Title. Learning how we learn: an ethnographic study in a neonatal intensive care unit.

Aim.  This paper is a report of a study to identify how nurse clinicians learn with and from each other in the workplace.

Background.  Clinicians’ everyday practices and interactions with each other have recently been targeted as areas of research, because it is there that quality of care and patient safety are achieved. Orientation of new nurses and doctors into a specialty unit often results in stress.

Method.  An ethnographic approach was used, including a 12-month period of fieldwork observations involving participation and in-depth interviews with nurse, doctor and allied health clinicians in their workplace. The data were collected in 2005–2006 in a paediatric teaching hospital in Australia.

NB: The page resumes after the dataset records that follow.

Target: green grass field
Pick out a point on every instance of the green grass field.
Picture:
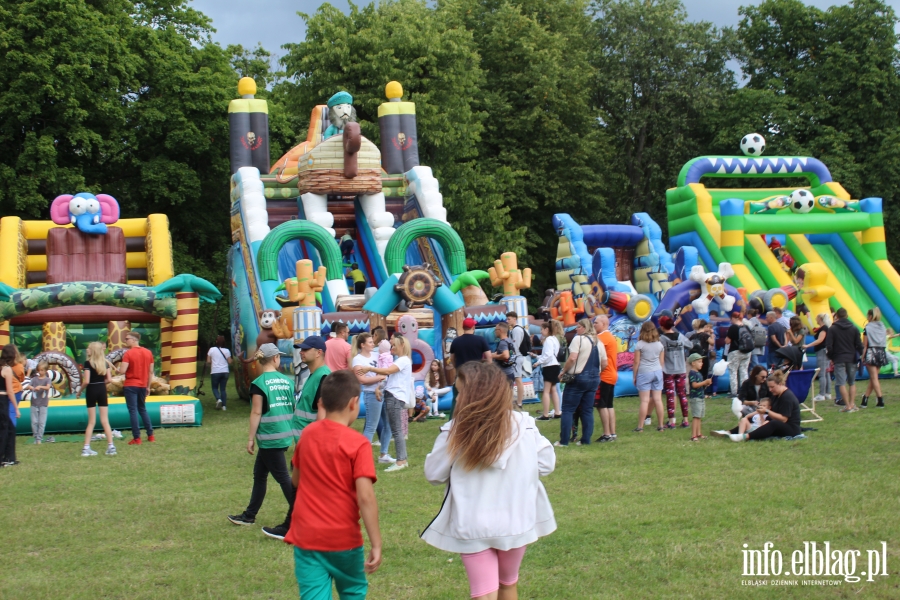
(649, 516)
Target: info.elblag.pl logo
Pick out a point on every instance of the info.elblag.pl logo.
(813, 560)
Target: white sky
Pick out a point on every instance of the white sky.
(275, 22)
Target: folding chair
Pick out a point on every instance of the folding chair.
(800, 382)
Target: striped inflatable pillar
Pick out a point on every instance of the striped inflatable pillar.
(307, 322)
(183, 366)
(516, 304)
(731, 212)
(873, 237)
(165, 346)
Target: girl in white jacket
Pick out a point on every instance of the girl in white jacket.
(490, 458)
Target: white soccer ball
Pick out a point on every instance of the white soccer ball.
(802, 201)
(753, 144)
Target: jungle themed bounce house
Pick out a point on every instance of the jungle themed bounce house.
(87, 276)
(300, 223)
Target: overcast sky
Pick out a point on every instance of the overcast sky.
(275, 22)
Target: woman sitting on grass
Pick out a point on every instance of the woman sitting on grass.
(497, 504)
(783, 417)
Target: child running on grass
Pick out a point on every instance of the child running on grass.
(334, 475)
(698, 397)
(497, 505)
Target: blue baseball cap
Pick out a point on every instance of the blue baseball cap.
(313, 341)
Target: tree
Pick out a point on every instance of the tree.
(539, 126)
(833, 78)
(438, 67)
(658, 83)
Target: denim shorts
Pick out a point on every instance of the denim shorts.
(844, 373)
(651, 381)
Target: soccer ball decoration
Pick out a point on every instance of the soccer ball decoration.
(802, 201)
(753, 144)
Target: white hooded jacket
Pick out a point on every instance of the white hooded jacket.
(504, 506)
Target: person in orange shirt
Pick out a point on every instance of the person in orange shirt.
(608, 378)
(334, 473)
(337, 348)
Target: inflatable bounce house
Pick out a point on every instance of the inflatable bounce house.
(807, 250)
(85, 276)
(337, 204)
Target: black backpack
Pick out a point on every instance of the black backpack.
(563, 353)
(745, 340)
(525, 345)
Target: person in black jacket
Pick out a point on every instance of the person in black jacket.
(784, 416)
(753, 390)
(843, 348)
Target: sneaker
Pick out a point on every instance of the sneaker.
(241, 519)
(278, 532)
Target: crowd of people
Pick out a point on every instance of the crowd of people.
(19, 374)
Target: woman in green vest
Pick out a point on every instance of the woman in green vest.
(271, 414)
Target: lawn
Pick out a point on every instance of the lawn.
(649, 516)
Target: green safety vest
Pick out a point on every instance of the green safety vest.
(275, 424)
(304, 413)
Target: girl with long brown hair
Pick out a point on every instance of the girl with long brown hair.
(8, 405)
(495, 457)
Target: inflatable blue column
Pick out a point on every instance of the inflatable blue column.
(516, 304)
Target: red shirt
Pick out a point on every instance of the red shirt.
(610, 374)
(139, 360)
(337, 354)
(330, 458)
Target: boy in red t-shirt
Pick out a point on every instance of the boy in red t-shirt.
(137, 366)
(334, 475)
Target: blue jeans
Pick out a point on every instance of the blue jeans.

Findings.  The findings were grouped into four dimensions: orientation of nurses, orientation of medical registrars, preceptoring and decision-making. The orientation of new staff (nursing and medical) is a complex and multi-layered process which accommodates multiple kinds of learning, in addition to formal learning. Workplace learning also can be informal, incidental, interpersonal and interactive. Interactive and interpersonal learning and the transfer of knowledge include codified and tacit knowledge as well as intuitive understandings of ‘how we do things here’.

Conclusion.  Research into how nurses learn is crucial for illuminating learning that is non-formal and less recognized than more formal kinds. To provide a safe practice environment built on a foundation of knowledge and best practice, there needs to be an allocation of time in the busy workday for learning and reflection.